Knirschend erbebte die Erde und mit unbändiger Macht erstürmte ein fast in Vergessenheit geratener Feind den Raum: das Licht! Schreiend warfen sich die vier Gestalten zu Boden und krümmten sich vor Schmerz. Das Garagentor glitt vollständig in die Höhe und der Vater von zweien der Figuren wäre beinahe gestorben, als ihn die Wolke menschlicher Ausdünstungen entgegenschlug. Zum Glück war er ein Veteran und hatte zwei Gasmasken übergezogen. Er konnte sich noch an seinen Freund erinnern, der einmal unvorsichtig dabei war, als er die Runde beendete. Er lag vier Wochen auf der Intensivstation, bis der gnädige Herr ihn von seinen Verätzungsschmerzen erlöste. „Na, ihr, noch am Leben?“ Knurren und Husten drang aus der Garage. Er nahm mit einem Pfeifen auf den Lippen einen Schlauch von der Wand und ergoss eiskaltes Wasser in den Raum.

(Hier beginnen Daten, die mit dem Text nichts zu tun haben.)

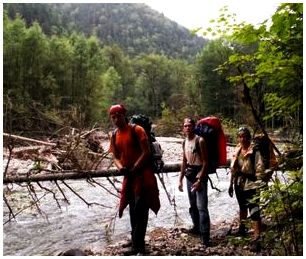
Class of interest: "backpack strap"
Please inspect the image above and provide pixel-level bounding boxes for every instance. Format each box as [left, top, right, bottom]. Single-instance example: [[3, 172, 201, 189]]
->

Langsam kehrte Menschlichkeit in die Runde zurück und die Wesen kamen wieder zu Verstand. „Also mal ehrlich! Diese 72-Stunden-Sessions bringen euch noch um!“

Dieses Beispiel soll nur klarmachen, dass wir Rollenspieler gefälligst mit mehr Respekt behandelt werden sollten! Wir stoßen in Geisteszustände vor, die sich ein normal Sterblicher nicht einmal vorstellen kann. Und kein anderer Job auf dieser Erde ist so hart wie das Rollenspiel. Und so lebensgefährlich. Und so schön!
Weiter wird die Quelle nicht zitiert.